House of Munsö

The House of Munsö (Swedish: Munsöätten), also called the House of Björn Ironside (Swedish: Björn Järnsidas ätt), the House of Uppsala (Swedish: Uppsalaätten) or simply the Old dynasty (Swedish: Gamla kungaätten), is the earliest reliably attested royal dynasty of Sweden, ruling during the Viking Age. None of the names suggested for the dynasty are universally accepted and most are problematic; the name "House of Munsö" derives from a questionable and speculative theory that they would have ruled from the island of Munsö and the name "House of Björn Ironside" derives from the supposed founder of the dynasty, Björn Ironside, who is often seen as a legendary, rather than historical, figure.

House of Munsö
Munsöätten
Royal dynasty
Anund Jakob coin.png
Coin of Anund Jacob (rc. 1022–1050)
CountryKingdom of Sweden
Foundedc. 9th/10th century
FounderBjörn Ironside
(legendary)
Eric the Victorious
(earliest accepted)
Final rulerEmund the Old
TitlesKing of the Swedes
TraditionsNorse Paganism
(until 10th century)
Roman Catholicism
(10th–11th century)
Depositionc. 1060

A long and elaborate sequence of kings of the Munsö dynasty can be found in 12th and 13th century Icelandic sagas, but the sagas are overwhelmingly considered unreliable, with the kings that appear in them seen as legendary figures. The sequence of kings in the sagas is contradicted by more contemporary German sources such as the 9th century writings of Rimbert and the 11th century work of Adam of Bremen. These sources provide a tentative list of local rulers around the lake Mälaren (a core Swedish region) extending back to the 9th century, possibly ancestors of the later historically attested kings of the Munsö dynasty. The earliest king of the dynasty who appears in both the sagas and is historically attested by other sources is Eric the Victorious (rc. 970–995). For this reason, Eric the Victorious is typically considered the first King of Sweden, though his son and successor, Olof Skötkonung (rc. 995–1022), the earliest king reliably attested as ruling both of the Swedish core lands of Svealand and Götaland, is sometimes seen as the first king instead.

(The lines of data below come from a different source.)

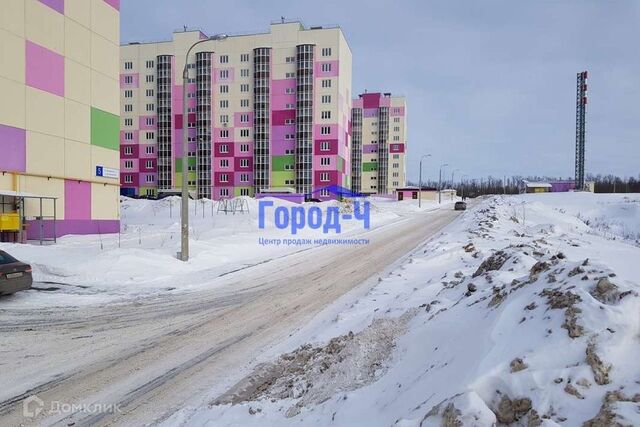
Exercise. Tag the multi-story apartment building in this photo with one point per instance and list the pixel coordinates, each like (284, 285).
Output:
(59, 108)
(379, 144)
(265, 111)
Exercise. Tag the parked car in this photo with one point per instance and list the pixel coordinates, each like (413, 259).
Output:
(460, 206)
(14, 275)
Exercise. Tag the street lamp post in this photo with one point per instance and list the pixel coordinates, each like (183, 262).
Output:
(420, 182)
(440, 183)
(184, 214)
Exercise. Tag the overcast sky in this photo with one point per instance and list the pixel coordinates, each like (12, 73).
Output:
(490, 85)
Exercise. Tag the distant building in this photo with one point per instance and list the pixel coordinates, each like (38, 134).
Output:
(562, 186)
(379, 143)
(534, 187)
(412, 193)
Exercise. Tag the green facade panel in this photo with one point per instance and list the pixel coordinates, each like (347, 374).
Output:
(369, 166)
(278, 163)
(105, 129)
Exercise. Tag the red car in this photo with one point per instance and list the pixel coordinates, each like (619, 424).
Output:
(14, 275)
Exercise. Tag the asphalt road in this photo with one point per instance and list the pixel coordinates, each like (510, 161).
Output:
(153, 356)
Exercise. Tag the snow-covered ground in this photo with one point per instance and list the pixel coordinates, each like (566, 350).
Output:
(525, 311)
(141, 261)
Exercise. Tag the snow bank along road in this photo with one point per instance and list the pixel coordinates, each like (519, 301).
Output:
(152, 356)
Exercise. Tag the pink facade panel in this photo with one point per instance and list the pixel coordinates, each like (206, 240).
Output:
(333, 147)
(369, 148)
(13, 149)
(77, 200)
(44, 69)
(57, 5)
(396, 148)
(129, 80)
(396, 112)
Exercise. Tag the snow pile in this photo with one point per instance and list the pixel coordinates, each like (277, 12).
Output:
(142, 261)
(518, 314)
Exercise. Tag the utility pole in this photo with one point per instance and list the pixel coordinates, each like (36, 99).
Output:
(440, 183)
(420, 181)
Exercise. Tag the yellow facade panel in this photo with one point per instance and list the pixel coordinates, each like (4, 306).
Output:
(44, 26)
(105, 93)
(77, 82)
(12, 56)
(79, 11)
(105, 201)
(12, 103)
(77, 121)
(78, 42)
(77, 160)
(105, 20)
(45, 112)
(102, 54)
(12, 16)
(45, 154)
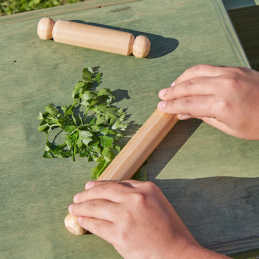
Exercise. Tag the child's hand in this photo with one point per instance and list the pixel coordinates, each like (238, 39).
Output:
(224, 97)
(137, 219)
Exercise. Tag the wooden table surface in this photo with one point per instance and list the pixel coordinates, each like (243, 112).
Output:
(210, 178)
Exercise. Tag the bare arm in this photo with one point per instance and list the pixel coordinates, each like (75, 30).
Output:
(137, 219)
(225, 97)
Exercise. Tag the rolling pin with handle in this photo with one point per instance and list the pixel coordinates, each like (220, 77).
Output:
(93, 37)
(133, 155)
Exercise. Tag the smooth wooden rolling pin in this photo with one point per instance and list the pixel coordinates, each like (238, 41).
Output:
(133, 155)
(93, 37)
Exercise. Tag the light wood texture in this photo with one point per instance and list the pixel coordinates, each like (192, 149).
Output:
(210, 178)
(140, 147)
(93, 37)
(246, 23)
(44, 29)
(141, 46)
(133, 155)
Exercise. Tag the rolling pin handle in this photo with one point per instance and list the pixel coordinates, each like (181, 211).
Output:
(45, 27)
(140, 46)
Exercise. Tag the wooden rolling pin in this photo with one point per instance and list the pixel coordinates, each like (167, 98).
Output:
(93, 37)
(133, 155)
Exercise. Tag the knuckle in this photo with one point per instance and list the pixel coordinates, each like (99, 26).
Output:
(97, 226)
(231, 82)
(138, 198)
(186, 103)
(188, 85)
(92, 205)
(150, 187)
(222, 105)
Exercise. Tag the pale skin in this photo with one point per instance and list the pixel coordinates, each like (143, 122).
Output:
(135, 217)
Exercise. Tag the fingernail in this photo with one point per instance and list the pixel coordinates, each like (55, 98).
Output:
(162, 92)
(184, 117)
(89, 185)
(76, 197)
(70, 208)
(80, 219)
(161, 105)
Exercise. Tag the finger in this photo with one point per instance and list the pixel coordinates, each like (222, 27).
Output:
(191, 87)
(99, 209)
(99, 227)
(219, 125)
(130, 183)
(113, 191)
(200, 71)
(195, 107)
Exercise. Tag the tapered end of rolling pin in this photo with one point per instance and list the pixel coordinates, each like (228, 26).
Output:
(72, 225)
(141, 46)
(45, 27)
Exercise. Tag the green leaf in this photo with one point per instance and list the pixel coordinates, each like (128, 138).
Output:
(51, 109)
(140, 175)
(119, 125)
(78, 89)
(40, 117)
(43, 127)
(85, 136)
(106, 141)
(97, 170)
(107, 154)
(47, 154)
(101, 119)
(69, 142)
(69, 128)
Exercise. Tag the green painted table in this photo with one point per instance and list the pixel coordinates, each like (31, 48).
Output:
(210, 178)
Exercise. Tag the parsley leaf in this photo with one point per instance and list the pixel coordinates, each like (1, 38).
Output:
(93, 133)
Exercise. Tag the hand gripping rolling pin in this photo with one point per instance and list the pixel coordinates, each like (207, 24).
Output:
(93, 37)
(133, 155)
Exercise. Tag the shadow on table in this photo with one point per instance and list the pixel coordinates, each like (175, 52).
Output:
(160, 46)
(217, 210)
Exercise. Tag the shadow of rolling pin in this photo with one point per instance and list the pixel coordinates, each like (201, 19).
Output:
(93, 37)
(133, 155)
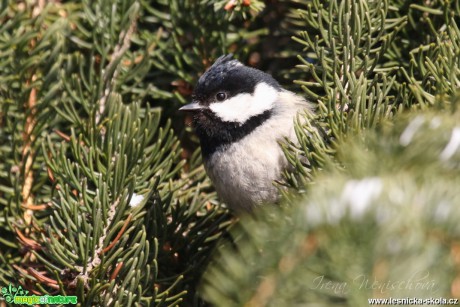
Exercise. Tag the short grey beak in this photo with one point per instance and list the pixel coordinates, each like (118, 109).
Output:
(194, 106)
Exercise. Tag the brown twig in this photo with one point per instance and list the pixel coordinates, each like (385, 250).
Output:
(120, 233)
(116, 271)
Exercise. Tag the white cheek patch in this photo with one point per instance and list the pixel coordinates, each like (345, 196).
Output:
(244, 106)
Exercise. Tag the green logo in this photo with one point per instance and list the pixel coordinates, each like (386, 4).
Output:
(17, 295)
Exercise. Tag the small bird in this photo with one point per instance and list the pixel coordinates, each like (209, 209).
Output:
(240, 114)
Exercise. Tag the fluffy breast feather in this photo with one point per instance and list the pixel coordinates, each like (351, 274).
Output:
(243, 173)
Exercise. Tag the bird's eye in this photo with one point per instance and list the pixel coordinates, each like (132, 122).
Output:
(221, 96)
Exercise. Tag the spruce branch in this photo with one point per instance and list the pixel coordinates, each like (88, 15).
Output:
(110, 74)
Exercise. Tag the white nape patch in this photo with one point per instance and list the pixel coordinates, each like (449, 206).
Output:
(411, 129)
(244, 106)
(452, 146)
(135, 200)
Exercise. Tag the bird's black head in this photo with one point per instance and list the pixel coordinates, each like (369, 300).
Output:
(230, 100)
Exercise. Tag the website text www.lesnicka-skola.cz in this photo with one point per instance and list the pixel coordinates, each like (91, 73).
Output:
(414, 301)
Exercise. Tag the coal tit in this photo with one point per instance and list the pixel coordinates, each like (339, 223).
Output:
(240, 114)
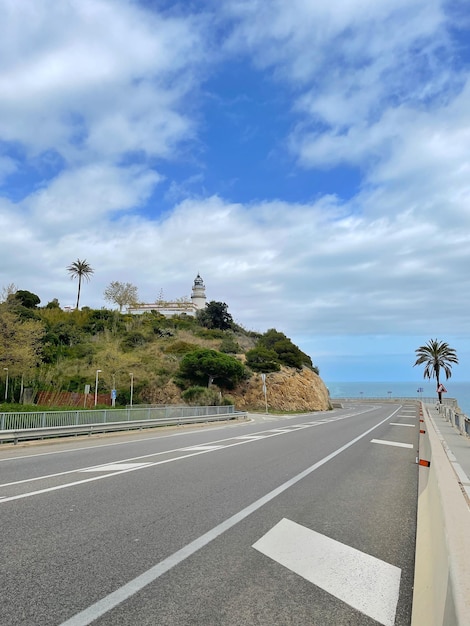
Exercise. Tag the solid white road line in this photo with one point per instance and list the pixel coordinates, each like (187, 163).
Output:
(93, 612)
(364, 582)
(392, 443)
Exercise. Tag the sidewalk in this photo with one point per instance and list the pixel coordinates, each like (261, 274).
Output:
(456, 446)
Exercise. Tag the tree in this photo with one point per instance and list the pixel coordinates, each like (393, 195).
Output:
(287, 352)
(121, 294)
(436, 356)
(25, 298)
(80, 269)
(9, 290)
(204, 366)
(262, 360)
(215, 315)
(20, 344)
(53, 304)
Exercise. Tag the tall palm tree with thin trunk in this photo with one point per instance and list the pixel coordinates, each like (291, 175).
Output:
(436, 356)
(80, 269)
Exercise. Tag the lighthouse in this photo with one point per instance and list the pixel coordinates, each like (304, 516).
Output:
(198, 294)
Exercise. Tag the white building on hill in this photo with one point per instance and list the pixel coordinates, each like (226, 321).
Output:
(198, 302)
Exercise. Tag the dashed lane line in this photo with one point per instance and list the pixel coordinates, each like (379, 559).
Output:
(398, 444)
(109, 602)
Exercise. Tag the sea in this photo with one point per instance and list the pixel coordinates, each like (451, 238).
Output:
(460, 391)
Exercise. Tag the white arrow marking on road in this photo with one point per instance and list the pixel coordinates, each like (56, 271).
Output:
(362, 581)
(392, 443)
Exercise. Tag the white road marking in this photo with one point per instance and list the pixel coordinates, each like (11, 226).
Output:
(392, 443)
(93, 612)
(203, 448)
(115, 467)
(364, 582)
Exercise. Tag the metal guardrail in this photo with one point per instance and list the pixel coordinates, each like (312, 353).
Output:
(24, 426)
(459, 421)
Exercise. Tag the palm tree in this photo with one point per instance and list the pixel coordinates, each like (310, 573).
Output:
(80, 269)
(436, 355)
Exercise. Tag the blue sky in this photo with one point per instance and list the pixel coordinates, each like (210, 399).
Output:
(310, 159)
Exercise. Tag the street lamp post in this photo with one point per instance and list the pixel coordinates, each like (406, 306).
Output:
(6, 383)
(132, 385)
(96, 387)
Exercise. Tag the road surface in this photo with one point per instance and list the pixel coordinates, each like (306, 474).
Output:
(298, 520)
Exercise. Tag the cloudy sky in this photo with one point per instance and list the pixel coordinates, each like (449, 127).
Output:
(310, 158)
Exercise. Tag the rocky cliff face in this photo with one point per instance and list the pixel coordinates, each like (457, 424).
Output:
(287, 390)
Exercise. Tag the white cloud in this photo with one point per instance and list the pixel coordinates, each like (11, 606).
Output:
(65, 66)
(372, 84)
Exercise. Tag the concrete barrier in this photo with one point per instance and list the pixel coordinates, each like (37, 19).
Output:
(442, 567)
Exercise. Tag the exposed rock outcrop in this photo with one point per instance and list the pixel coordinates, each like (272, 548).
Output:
(287, 390)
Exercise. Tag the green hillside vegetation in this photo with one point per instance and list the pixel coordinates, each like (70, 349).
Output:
(198, 358)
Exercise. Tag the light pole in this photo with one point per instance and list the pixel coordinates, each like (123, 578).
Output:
(96, 387)
(6, 383)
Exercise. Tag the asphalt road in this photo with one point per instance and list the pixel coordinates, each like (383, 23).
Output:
(305, 520)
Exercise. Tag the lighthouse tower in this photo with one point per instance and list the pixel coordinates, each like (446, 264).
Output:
(198, 294)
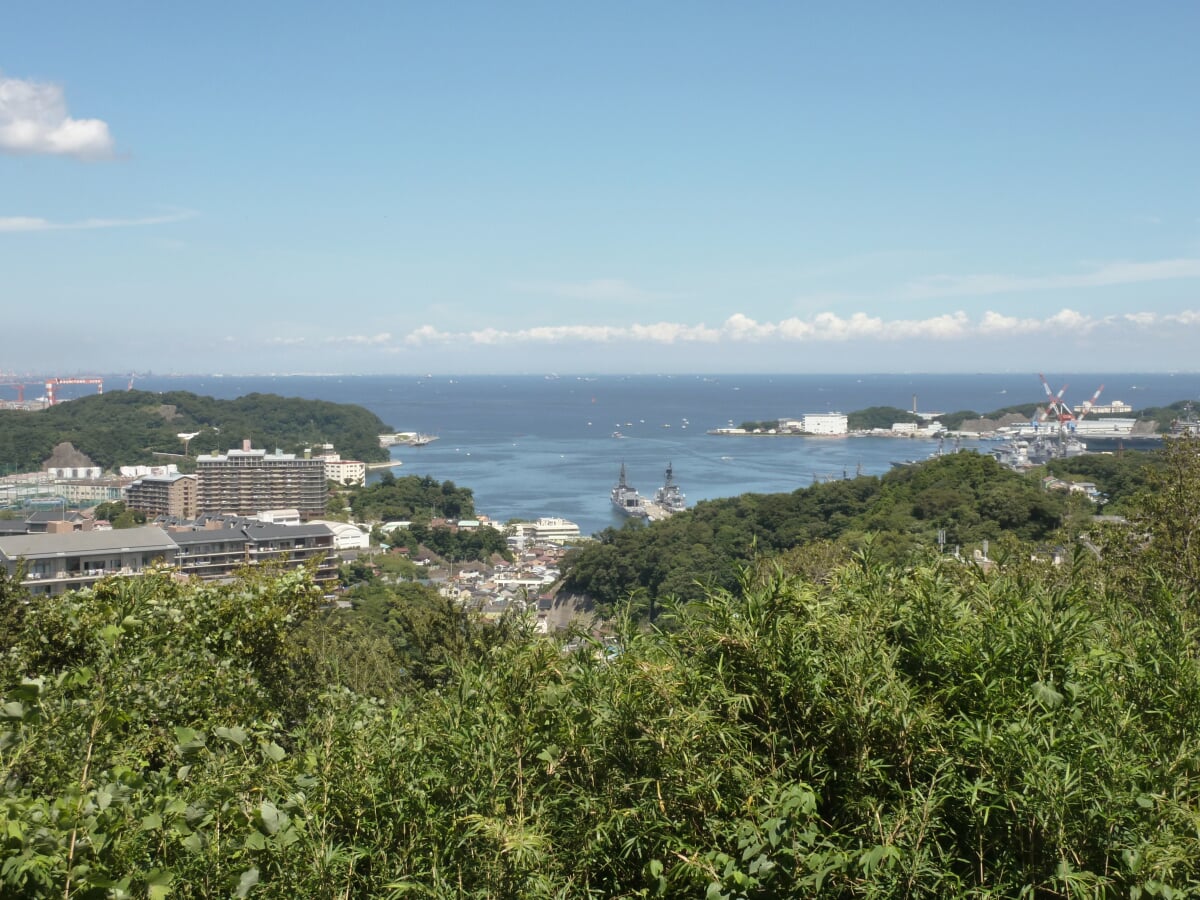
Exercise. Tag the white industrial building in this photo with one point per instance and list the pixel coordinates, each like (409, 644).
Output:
(826, 424)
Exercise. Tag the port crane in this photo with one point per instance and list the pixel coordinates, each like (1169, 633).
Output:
(52, 383)
(19, 387)
(1059, 411)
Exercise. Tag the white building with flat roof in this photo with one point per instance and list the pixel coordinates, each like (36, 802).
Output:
(826, 424)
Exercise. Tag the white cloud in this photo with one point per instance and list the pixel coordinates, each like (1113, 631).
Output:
(31, 223)
(383, 337)
(34, 119)
(599, 291)
(822, 328)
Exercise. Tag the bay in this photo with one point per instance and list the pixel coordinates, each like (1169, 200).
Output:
(534, 445)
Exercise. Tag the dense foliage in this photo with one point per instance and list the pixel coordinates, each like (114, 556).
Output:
(969, 497)
(132, 427)
(930, 731)
(936, 729)
(412, 498)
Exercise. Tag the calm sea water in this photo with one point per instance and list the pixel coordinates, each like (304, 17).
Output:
(534, 445)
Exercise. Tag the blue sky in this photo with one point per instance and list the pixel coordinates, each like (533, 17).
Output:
(613, 187)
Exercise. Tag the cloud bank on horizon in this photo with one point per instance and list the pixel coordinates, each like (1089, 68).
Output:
(979, 187)
(738, 328)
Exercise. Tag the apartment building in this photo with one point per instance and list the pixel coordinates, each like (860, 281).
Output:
(245, 481)
(58, 563)
(219, 552)
(172, 495)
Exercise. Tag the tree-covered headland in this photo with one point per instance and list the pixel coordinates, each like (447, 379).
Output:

Etymology and historiographyEdit

 
Eric the Victorious praying to Odin before the legendary Battle of Fýrisvellir, as envisioned by 20th-century artist Jenny Nyström

Due to a lack of preserved sources, little concrete information is known of Swedish kings during the Viking Age.[1] Although long and elaborate king lists are provided by Icelandic sagas, sometimes contradictory mixtures of myths and poetry, and poems, these works (including texts such as Ynglinga saga, Hervarar saga, Ynglingatal and Langfeðgatal) are not considered reliable sources by modern scholars.[1][2][3] Critically, a majority of them were written in the 12th to 13th century, centuries after the kings they described are supposed to have lived; what is genuine history and what is myth and legend is impossible to determine and everything contained in them must as such be regarded as legendary, if not fictional.[2] The 12th and 13th centuries was a time when royal power was being consolidated in Norway, Denmark and Sweden and as such, king lists may have been created out of a political and social needs (i. e. justifying the rule of a royal dynasty), rather than a desire to tell genuine history.[4] Many of Sweden's legendary kings would have preceded the Viking Age,[5] but historical evidence of early geopolitics in Scandinavia suggests that larger political structures, kingdoms such as medieval Sweden, Norway and Denmark, did not form until the late Viking Age. The centralization of power under one monarch is believed to have resulted from, or at the very least have been connected to, Viking expansion, with petty kings increasing their power through aggressive military ventures directed both to foreign lands (i. e. Viking raids) and against their neighbors.[6]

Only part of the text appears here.